Revision history for this message
Simon Fels (morphis) wrote :

I have a LXD container which hosts a nested LXD deployed by a charm. A such the nested LXD creates a network bridge called amsbr0 to serve nested containers. The bridge has 192.168.100.1 assigned as it's IP address and serves addresses via DHCP to nested containers from the 192.168.100.1/24 subnet. This looks as follows in the LXD running on the host:

$ lxc ls
+---------------+---------+------------------------+------+-----------+-----------+----------+
| NAME | STATE | IPV4 | IPV6 | TYPE | SNAPSHOTS | LOCATION |
+---------------+---------+------------------------+------+-----------+-----------+----------+
| juju-5ae9e7-0 | RUNNING | 172.2.0.107 (eth0) | | CONTAINER | 0 | lxd0 |
+---------------+---------+------------------------+------+-----------+-----------+----------+
| juju-cef40f-0 | RUNNING | 172.2.0.88 (eth0) | | CONTAINER | 0 | lxd0 |
+---------------+---------+------------------------+------+-----------+-----------+----------+
| juju-cef40f-1 | RUNNING | 172.2.0.154 (eth0) | | CONTAINER | 0 | lxd0 |
+---------------+---------+------------------------+------+-----------+-----------+----------+
| juju-cef40f-2 | RUNNING | 192.168.100.1 (amsbr0) | | CONTAINER | 0 | lxd0 |
| | | 172.2.0.15 (eth0) | | | | |
+---------------+---------+------------------------+------+-----------+-----------+----------+

The LXD container hosting the nested LXD is juju-cef40f-2 and the other containers can be ignored here.

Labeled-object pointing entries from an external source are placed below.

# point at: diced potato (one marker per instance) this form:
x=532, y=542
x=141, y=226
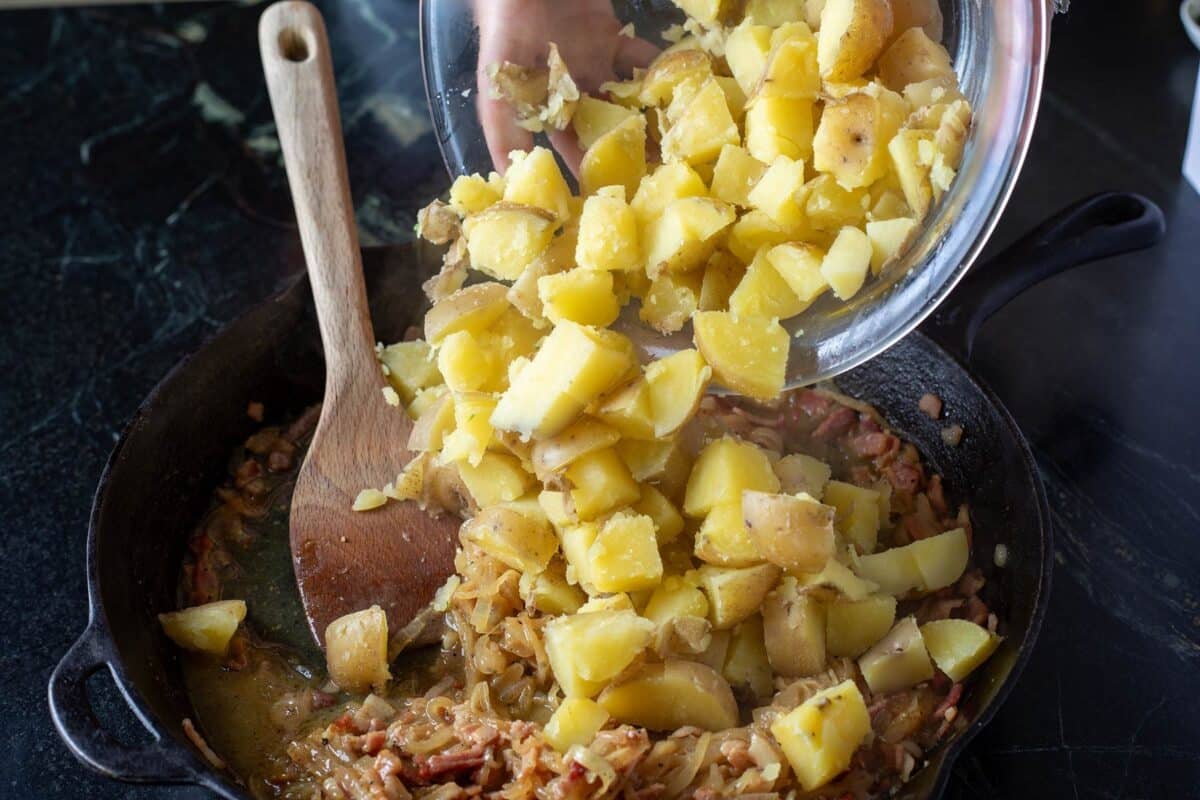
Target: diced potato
x=763, y=293
x=655, y=505
x=672, y=695
x=736, y=173
x=601, y=482
x=550, y=593
x=889, y=239
x=574, y=366
x=575, y=722
x=723, y=539
x=204, y=629
x=799, y=473
x=795, y=631
x=581, y=438
x=779, y=126
x=411, y=367
x=748, y=354
x=735, y=593
x=852, y=36
x=676, y=597
x=534, y=180
x=853, y=626
x=665, y=185
x=724, y=469
x=775, y=192
x=821, y=735
x=594, y=118
x=792, y=531
x=958, y=645
x=609, y=238
x=357, y=650
x=505, y=238
x=858, y=513
x=497, y=477
x=847, y=262
x=521, y=541
x=671, y=299
x=676, y=383
x=624, y=555
x=472, y=193
x=703, y=128
x=745, y=662
x=587, y=650
x=683, y=238
x=913, y=58
x=616, y=158
x=582, y=296
x=897, y=661
x=473, y=308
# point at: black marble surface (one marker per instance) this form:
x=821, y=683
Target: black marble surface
x=143, y=204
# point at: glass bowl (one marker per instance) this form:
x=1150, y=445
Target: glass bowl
x=999, y=49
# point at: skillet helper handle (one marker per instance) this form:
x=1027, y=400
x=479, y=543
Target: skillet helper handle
x=1091, y=229
x=300, y=82
x=160, y=762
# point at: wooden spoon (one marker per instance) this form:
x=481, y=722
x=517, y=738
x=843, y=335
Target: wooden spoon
x=399, y=555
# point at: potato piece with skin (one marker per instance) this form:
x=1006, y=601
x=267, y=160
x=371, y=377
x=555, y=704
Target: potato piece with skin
x=672, y=695
x=616, y=158
x=897, y=661
x=736, y=593
x=852, y=36
x=852, y=626
x=958, y=645
x=574, y=366
x=676, y=383
x=609, y=238
x=723, y=470
x=533, y=179
x=204, y=629
x=748, y=354
x=587, y=650
x=624, y=555
x=793, y=631
x=792, y=531
x=822, y=734
x=517, y=540
x=583, y=296
x=357, y=650
x=574, y=723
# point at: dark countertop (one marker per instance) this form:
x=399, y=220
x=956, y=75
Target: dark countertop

Asking the lxd/0 unit which is deployed into the juju-cef40f-2 container on the host gives an incorrect address for the units private-address

$ juju run -u lxd/0 -- unit-get private-address
192.168.100.1

The expected private address is 172.2.0.15 rather than 192.168.100.1 which is not accessible from outside of the container.

The problem seems to rely in the logic Juju has to determine the private-address. Looking at the relevant code in Juju shows that it only ignores bridge devices from the LXD container status which are named lxdbr0 or lxcbr0 (see https://github.com/juju/juju/blob/develop/container/lxd/container.go#L235) which is breaking things here. Instead of hardcoding the possible bridge names I think Juju should look at the network state reported by the container/vm and compare it against the container configuration and only consider network devices listed there. That should safely tell us which network devices the container uses for incoming/outgoing traffic vs those it just uses on the inside.